I'm learning to use RLlib. I've been running it in my debugger on an example script, and it works, but for some reason I get an error message about the monitoring service failing. This is the traceback:
File "/home/ramrachum/.venvs/ray_env/lib/python3.10/site-packages/ray/autoscaler/_private/monitor.py", line 600, in <module>
monitor = Monitor(
File "/home/ramrachum/.venvs/ray_env/lib/python3.10/site-packages/ray/autoscaler/_private/monitor.py", line 205, in __init__
logger.exception(
File "/usr/lib/python3.10/logging/__init__.py", line 1512, in exception
self.error(msg, *args, exc_info=exc_info, **kwargs)
File "/usr/lib/python3.10/logging/__init__.py", line 70, in error
File "/usr/lib/python3.10/logging/__init__.py", line 1911, in _LogErrorReplacement
msg,
File "/home/ramrachum/.venvs/ray_env/lib/python3.10/site-packages/ray/autoscaler/_private/monitor.py", line 199, in __init__
prometheus_client.start_http_server(
File "/home/ramrachum/.venvs/ray_env/lib/python3.10/site-packages/prometheus_client/exposition.py", line 168, in start_wsgi_server
TmpServer.address_family, addr = _get_best_family(addr, port)
File "/home/ramrachum/.venvs/ray_env/lib/python3.10/site-packages/prometheus_client/exposition.py", line 157, in _get_best_family
infos = socket.getaddrinfo(address, port)
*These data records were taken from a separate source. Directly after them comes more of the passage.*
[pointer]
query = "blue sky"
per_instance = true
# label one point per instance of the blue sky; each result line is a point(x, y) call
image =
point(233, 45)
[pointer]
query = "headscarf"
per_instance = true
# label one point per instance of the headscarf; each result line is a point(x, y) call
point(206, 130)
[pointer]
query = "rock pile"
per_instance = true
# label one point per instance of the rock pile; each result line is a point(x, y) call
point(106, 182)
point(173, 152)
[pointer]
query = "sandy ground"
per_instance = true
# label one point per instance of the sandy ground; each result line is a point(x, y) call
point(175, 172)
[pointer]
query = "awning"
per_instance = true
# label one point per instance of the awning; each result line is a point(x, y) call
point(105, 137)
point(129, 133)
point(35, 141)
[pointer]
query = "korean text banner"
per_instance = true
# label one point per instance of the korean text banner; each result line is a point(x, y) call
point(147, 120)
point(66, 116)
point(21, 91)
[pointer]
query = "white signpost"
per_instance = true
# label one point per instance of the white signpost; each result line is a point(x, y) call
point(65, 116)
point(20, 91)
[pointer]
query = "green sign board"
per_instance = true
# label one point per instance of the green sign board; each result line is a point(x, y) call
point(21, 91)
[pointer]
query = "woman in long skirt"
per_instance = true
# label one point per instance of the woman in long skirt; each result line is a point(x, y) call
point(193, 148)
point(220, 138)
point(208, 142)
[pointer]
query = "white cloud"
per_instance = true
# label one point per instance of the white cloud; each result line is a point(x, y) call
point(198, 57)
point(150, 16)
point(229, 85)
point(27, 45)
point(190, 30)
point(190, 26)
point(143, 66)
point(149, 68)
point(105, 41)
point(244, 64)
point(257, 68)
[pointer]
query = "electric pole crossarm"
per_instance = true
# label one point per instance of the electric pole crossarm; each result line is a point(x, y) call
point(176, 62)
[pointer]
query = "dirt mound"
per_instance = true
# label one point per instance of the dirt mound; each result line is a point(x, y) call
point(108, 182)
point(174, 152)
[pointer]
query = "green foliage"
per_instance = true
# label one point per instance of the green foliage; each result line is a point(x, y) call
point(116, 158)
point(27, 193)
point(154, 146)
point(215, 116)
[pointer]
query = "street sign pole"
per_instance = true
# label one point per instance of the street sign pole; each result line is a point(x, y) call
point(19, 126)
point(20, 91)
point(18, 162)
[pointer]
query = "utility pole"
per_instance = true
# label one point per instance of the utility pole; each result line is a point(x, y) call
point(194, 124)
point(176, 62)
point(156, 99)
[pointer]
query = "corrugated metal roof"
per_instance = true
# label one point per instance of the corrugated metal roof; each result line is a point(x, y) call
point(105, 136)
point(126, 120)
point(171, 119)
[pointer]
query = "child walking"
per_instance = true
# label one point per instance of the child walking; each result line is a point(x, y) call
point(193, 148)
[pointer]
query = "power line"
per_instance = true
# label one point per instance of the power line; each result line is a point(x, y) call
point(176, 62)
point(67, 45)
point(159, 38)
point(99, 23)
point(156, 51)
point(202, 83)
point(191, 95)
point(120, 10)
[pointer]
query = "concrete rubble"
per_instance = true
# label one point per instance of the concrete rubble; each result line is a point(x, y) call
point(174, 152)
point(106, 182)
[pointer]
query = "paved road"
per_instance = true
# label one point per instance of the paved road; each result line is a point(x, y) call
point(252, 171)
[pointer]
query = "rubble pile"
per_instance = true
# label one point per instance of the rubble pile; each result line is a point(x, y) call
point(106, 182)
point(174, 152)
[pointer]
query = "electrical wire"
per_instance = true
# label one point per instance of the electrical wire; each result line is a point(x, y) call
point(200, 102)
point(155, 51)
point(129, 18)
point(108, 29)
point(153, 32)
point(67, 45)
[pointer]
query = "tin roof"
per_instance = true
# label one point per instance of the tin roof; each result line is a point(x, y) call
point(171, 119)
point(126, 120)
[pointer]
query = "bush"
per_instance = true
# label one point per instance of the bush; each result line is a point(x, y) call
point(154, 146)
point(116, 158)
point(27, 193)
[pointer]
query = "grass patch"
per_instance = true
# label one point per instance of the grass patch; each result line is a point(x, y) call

File "/usr/lib/python3.10/socket.py", line 955, in getaddrinfo
for res in _socket.getaddrinfo(host, port, family, type, proto, flags):
socket.gaierror: [Errno -5] No address associated with hostname
I'm trying to understand why this bug is happening and how I can fix it. The hostname it's trying to use is ''
, which sounds like something that shouldn't work. Working my way up the traceback, I see that in ray/autoscaler/_private/monitor.py
line 201, there's this logic:
addr="127.0.0.1" if head_node_ip == "127.0.0.1" else "",
Since in my case, head_node_ip
is equal to '192.168.1.116'
, the else
clause is used and an empty address is passed on getaddrinfo
.
I'm not sure what the logic of this code is. Can getaddrinfo
even work with an empty string? How does this service work for people normally? How do I make it not fail?
This is a known bug with prometheus-client==0.14
.